Изменить стиль страницы

— Бес, ахчиг, бес! — шепнул ей на ухо знакомый голос, тонувший в благовониях лукавых турчанок, заставлявших неразумную голову большую часть от выручки с табака на стамбульских рынках тратить на себя.

Ночью вновь явился Геворг, круша на пути стулья и низенький столик.

— Трепещи, грешница великая! — сказал он весело и встал над ней.

Айзгануш вскрикнула что было мочи, выбежала в чем была на крыльцо дома Аракела Аракеляна, сдававшего комнаты за умеренную плату, и тут же рухнула. И, когда до смерти оставалось всего лишь несколько секунд, ее привел в себя знакомый запах чесночного соуса.

— Айя! — сказал человек. — Бобошка моя пропала да Басеньки нет…

Айзгануш, которую назвали так нежно, обвила шею Ефима и вместе с ним заплакала от отчаяния и радости…

Так изо дня в день Айзгануш платила за свою радость буйством Геворга, не желавшего ее простить. Он являлся еженощно к ней и до смерти запугивал свою неверную, пока она не обратилась к старой турчанке, занимавшейся заговорами.

Старушка внимательно выслушала Айзгануш и, ворочая двумя сухими сливами-глазами на пепельном лице, несколько раз кряду чихнула на сердолик, покоившийся у нее на засохшей, как кизяк, ладони. Потом она крепко зажмурила глаза, откинула голову назад и, словно мертвая, приоткрыла рот, откуда зажурчало колдовское журчание.

Айзгануш сидела как истукан, затаив дыхание, и ждала, когда колдунья наконец откроет глаза.

Но вот на лице турчанки сухо засверкали сливы, подернутые мглой.

— Твоего мужа, — сказала она, часто-часто шлепая губами, — я увела в Трабзон… Он теперь будет являться тем, кто пользовался от труда его…

Айзгануш открыла рот от удивления и досады. «Боже мой, — подумала она, — зачем его так далеко?.. Там же турки!» Она не понимала, что усопшего уже нельзя зарезать, как еще сравнительно недавно зарезали армян.

Расплатившись с турчанкой, Айзгануш бежала домой, подобрав подол платья, чтобы дать волю слезам. Хоть она и не любила своего мужа, но было его жаль. Как-никак чужбина есть чужбина.

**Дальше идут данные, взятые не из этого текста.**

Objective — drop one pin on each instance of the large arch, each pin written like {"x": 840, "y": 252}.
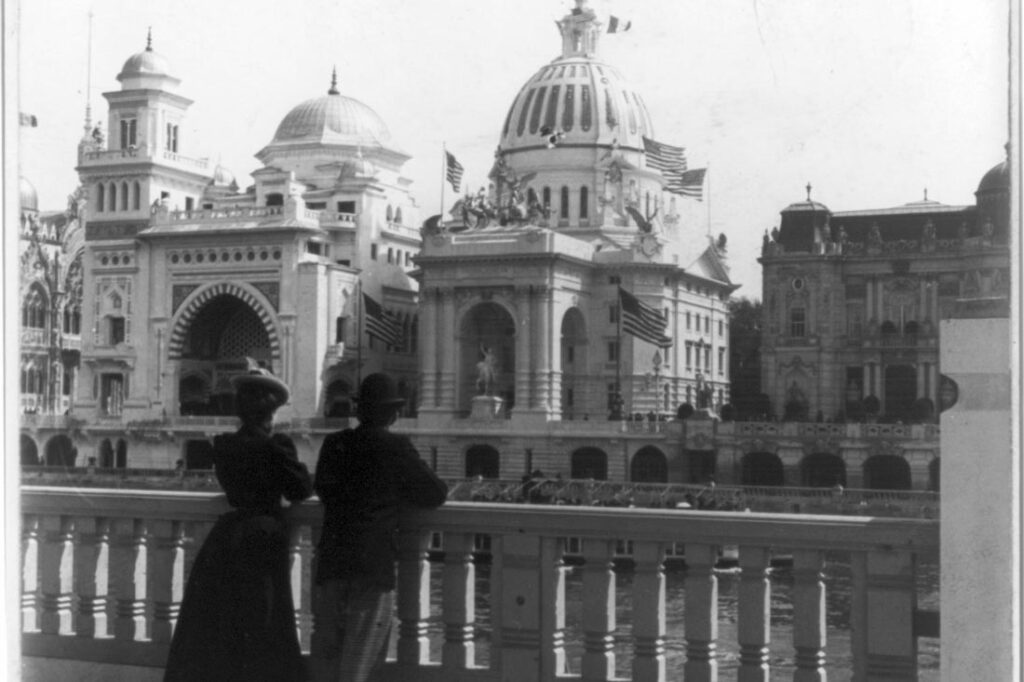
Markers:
{"x": 762, "y": 469}
{"x": 30, "y": 452}
{"x": 649, "y": 466}
{"x": 486, "y": 329}
{"x": 822, "y": 470}
{"x": 199, "y": 300}
{"x": 887, "y": 472}
{"x": 589, "y": 463}
{"x": 574, "y": 364}
{"x": 482, "y": 461}
{"x": 60, "y": 452}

И там долмой[2] не кормят…

Даже теперь, когда минуло столько лет со дня кончины Геворга, так ни разу и не побеспокоившего ее после заговоров благодаря старой турчанке, она нет-нет да вспоминала его попреки за ее принадлежность к еврейской крови, словно от нее зависело, кем ей родиться.

— Жидовка пархатая! — кричал Геворг на Айзгануш, когда она, нафаршировав мясо, рыбу или овощи по наущению одного из своих предков, подавала на стол. — Сколько раз тебе говорено, чтобы ты не смела подавать еду, однажды кем-то уже жеванную?!

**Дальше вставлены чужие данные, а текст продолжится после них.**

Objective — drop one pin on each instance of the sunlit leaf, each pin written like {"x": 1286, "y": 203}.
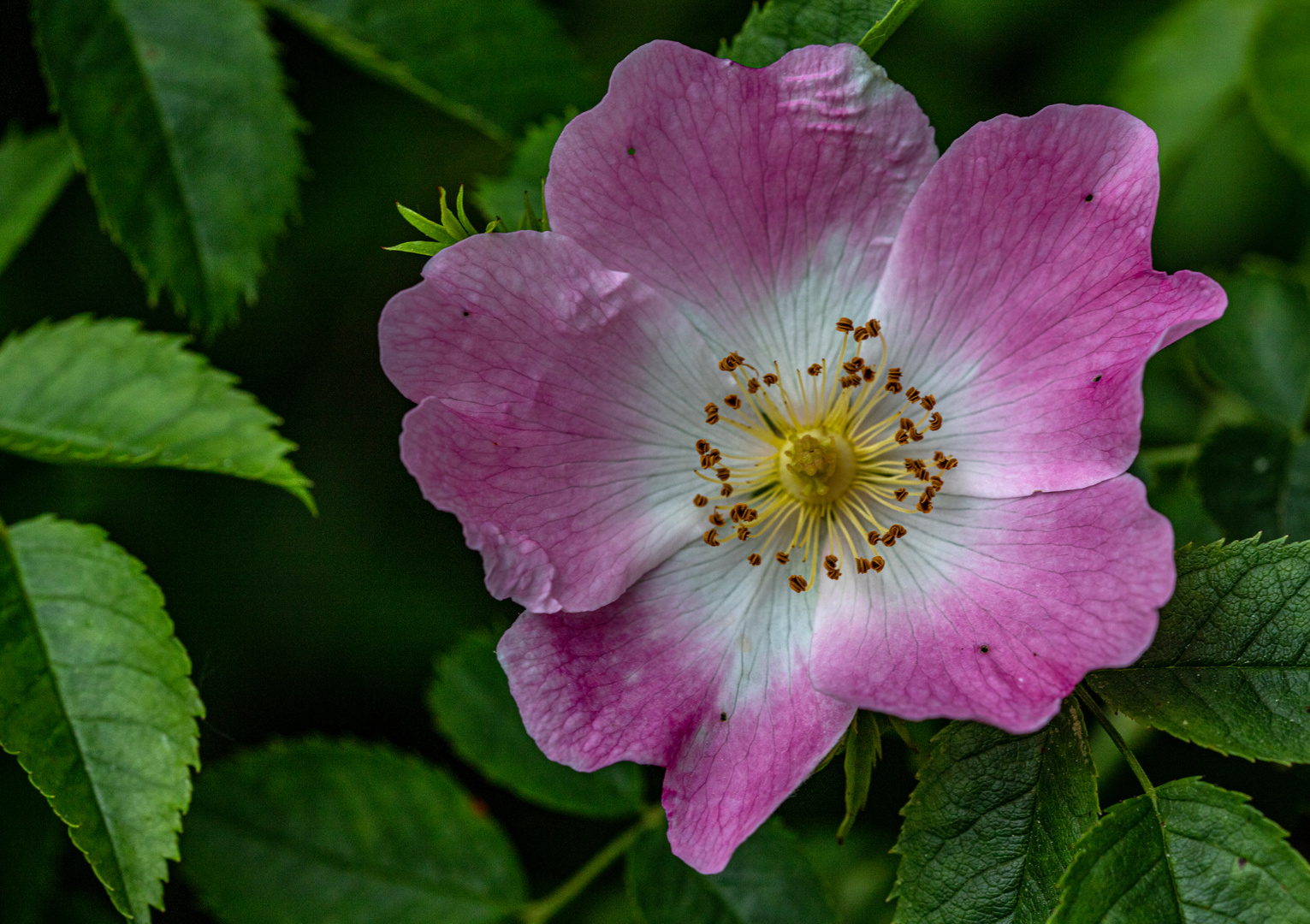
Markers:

И Айзгануш, не очень уж лелеявшая в себе первую часть своего дыхания из-за отца, слишком рано сделавшего ей ручкой и сгинувшего в направлении Житомира, сейчас невольно была вынуждена защитить то, чем в равной степени — и от евреев, и от армян — владела, отвергая при этом одну из составных частей целого другой.

Чаще всего для протеста Айзгануш пользовалась местными выражениями, на первый взгляд безобидными, но довольно желчными, что выслушивать конечно же не доставляло удовольствия Геворгу, имевшему помимо острого языка и тяжелую руку. Но промолчать Айзгануш не могла, потому что две крови раздирали на части своими беспощадными противоречиями ее плоть.

И вот, получив очередной урок от Геворга в виде шамаров — затрещин, Айзгануш роняла голову на подол и начинала причитать.

— Получили как следует!.. — Она имела в виду две крови, из коих состояло ее существо. — Теперь тащите, как волы, в одной упряжке не очень-то удобную колымагу…

И две эти крови, как они там ни вздорили друг с другом, вполне удачно провели «колымагу» через революционные бури до сегодняшних дней и даже сделали Айзгануш причастной к тому, что на свет появился новый человек, внук Ефима.

Айзгануш живо представила доктора с чесночным запахом бороды и с профилем Иисуса, отощавшего заботами о ближних. Правда, заботы доктора были далеко не альтруистическими, но тем не менее он работал не зная ни дня ни ночи.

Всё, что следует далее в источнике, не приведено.